Tuesday, October 21, 2003

By Tom Barnes, Post-Gazette Harrisburg Bureau Chief

HARRISBURG -- Butler County District Attorney Tim McCune wants to give sexually abused children in Pennsylvania the same protection in court that child victims in 35 other states already have.

McCune came here yesterday to join other prosecutors, state legislators and officials of victims' rights groups to support two constitutional amendment questions concerning court testimony by abused children.

The two measures, which are on the Nov. 4 ballot, would permit a new state law allowing sexually abused children -- or a child who sees his parents' murder -- to testify via videotaped statements or closed-circuit television. Advocates say this would spare the children from having to endure the emotional trauma of testifying in open court while a criminal suspect glares at them.

"It's a tool that prosecutors need in their toolbox," said McCune, who also is president of the Pennsylvania District Attorneys Association. "There is no sicker feeling you can have in your stomach as a prosecutor than when you have to dismiss charges against an accused child abuser because a little person is afraid to testify in court."

State Sens. Jack Wagner D-Beechview, and Jane Orie, R-McCandless, joined Senate Judiciary Committee Chairman Stewart Greenleaf, R-Montgomery, in urging voters to approve the two measures. Orie said that in her 10 years as an Allegheny County prosecutor, "I saw firsthand the devastation of a child-abuse victim who had to face their abuser" in open court.

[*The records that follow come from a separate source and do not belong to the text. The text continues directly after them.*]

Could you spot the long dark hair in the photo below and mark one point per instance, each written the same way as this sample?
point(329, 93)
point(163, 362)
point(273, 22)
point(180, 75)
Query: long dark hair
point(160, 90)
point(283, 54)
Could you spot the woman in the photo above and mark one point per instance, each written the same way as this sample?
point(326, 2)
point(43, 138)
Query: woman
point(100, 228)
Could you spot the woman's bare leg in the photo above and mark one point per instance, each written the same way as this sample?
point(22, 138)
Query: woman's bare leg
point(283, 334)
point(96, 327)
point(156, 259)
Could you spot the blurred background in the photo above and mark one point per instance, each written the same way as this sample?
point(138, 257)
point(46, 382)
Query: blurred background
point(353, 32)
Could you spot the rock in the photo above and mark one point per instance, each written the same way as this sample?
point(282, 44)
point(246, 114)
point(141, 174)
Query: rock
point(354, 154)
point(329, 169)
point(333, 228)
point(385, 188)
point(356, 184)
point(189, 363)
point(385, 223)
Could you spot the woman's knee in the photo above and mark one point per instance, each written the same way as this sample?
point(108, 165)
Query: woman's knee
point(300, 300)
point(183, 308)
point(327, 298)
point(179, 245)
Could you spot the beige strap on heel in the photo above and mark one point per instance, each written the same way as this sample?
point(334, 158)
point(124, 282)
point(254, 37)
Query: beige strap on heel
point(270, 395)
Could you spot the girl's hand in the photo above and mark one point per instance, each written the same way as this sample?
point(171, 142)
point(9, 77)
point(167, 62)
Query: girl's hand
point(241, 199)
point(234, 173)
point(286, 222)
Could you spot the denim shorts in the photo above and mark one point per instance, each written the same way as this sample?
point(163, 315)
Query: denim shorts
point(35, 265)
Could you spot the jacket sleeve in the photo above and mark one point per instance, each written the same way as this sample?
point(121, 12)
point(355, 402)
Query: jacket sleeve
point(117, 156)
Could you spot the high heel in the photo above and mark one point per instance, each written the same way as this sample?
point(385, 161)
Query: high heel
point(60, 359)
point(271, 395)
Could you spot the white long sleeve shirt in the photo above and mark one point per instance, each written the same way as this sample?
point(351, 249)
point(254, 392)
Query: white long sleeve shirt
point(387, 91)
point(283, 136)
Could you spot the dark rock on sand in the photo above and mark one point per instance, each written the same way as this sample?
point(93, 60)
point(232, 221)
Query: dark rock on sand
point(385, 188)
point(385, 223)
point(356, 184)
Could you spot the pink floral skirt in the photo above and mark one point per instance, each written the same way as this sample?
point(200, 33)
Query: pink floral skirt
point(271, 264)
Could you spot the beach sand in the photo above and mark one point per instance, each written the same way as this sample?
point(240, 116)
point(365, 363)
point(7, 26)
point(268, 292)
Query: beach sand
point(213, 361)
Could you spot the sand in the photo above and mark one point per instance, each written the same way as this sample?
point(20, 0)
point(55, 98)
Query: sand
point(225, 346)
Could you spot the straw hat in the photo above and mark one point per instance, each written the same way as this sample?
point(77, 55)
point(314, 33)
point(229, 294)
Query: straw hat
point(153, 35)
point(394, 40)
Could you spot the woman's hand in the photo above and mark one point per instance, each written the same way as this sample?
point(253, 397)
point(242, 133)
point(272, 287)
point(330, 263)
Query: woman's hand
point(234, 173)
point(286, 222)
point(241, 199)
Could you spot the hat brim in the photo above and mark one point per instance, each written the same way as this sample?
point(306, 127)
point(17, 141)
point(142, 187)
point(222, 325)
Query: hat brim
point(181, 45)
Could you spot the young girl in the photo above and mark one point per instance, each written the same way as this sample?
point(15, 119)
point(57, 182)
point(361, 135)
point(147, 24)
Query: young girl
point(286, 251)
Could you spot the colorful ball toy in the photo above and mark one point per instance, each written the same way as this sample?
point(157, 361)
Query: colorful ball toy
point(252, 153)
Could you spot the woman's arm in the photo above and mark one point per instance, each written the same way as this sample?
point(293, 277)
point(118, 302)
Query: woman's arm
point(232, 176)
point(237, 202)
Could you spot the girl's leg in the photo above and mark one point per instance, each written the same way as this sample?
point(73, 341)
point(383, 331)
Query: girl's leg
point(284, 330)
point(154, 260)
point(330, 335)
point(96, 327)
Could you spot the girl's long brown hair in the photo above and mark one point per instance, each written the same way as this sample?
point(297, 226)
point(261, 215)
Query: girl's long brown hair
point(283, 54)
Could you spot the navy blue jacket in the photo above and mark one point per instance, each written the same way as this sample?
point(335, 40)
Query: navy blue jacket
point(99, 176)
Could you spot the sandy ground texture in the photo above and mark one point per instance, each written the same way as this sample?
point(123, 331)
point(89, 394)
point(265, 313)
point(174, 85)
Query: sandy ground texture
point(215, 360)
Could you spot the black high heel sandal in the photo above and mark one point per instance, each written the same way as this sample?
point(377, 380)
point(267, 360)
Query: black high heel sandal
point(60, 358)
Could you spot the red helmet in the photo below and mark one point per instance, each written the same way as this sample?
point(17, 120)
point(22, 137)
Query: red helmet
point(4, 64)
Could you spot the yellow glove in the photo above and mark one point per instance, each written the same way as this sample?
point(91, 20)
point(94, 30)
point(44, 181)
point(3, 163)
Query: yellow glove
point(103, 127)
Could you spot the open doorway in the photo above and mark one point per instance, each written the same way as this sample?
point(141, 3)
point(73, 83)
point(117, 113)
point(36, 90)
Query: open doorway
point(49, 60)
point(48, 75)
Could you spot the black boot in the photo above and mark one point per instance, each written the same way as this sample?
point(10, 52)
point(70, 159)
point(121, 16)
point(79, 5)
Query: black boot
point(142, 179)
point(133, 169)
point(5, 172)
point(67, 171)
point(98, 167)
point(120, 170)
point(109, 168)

Greenleaf said he's spent years trying to get this change approved in Pennsylvania. A single constitutional amendment was approved in 1995 but was then overturned by the state Supreme Court, which said the issue had to be broken into two questions.

Under the November ballot proposal, a defendant would be allowed to be "confronted with witnesses against him" instead of "meet the witnesses face to face." A tandem question would empower the Legislature to write the new law next year. If either measure fails, then children would have to continue to testify in open court.

Greenleaf said, however, that even if the two changes pass in November, he expects a court challenge by defense attorneys before the Legislature begins drafting a new law.

Some defense attorneys have criticized the constitutional amendments, saying they would harm an accused person's right to face their accuser in court. They also noted that some children, either intentionally or unintentionally, make up accusations against adults.

Greenleaf disagreed with claims that the change would be unfair to defendants, saying a defense attorney could still confront the child who is making the abuse claims. Such a confrontation would take place while a deposition is being videotaped rather than in public in open court. The taped statement, most likely taken in a lawyer's office, wouldn't cause the emotional trauma for a child who has to look at the defendant, Greenleaf said.

But there is already a challenge to the two constitutional changes even before the referendum is held. Three criminal defense lawyers filed a suit in Commonwealth Court last week to stop voters from considering the two ballot measures.

They maintain the amendments haven't been properly described to the public, and could be used to keep a defendant from cross-examining his adult accusers -- not just children -- in open court. The lawyers claim the amendments violate constitutional rights of defendants and infringe on the powers of the judiciary and say the amendments would result in more cases "of wrongful convictions of the falsely accused."

Other critics have said that children often make poor witnesses who can be manipulated by a prosecutor during a videotaped conversation.

"It is an unfair limitation of a defendant's rights to not be able to actively and directly question the accuser, no matter what the age of the person involved," said one critic, Robert Havrilla of Pittsburgh's North Side.

But Greenleaf said the U.S. Supreme Court has upheld videotaped testimony by children in a case from Maryland, and urged Pennsylvania voters to apporve the constitutional changes.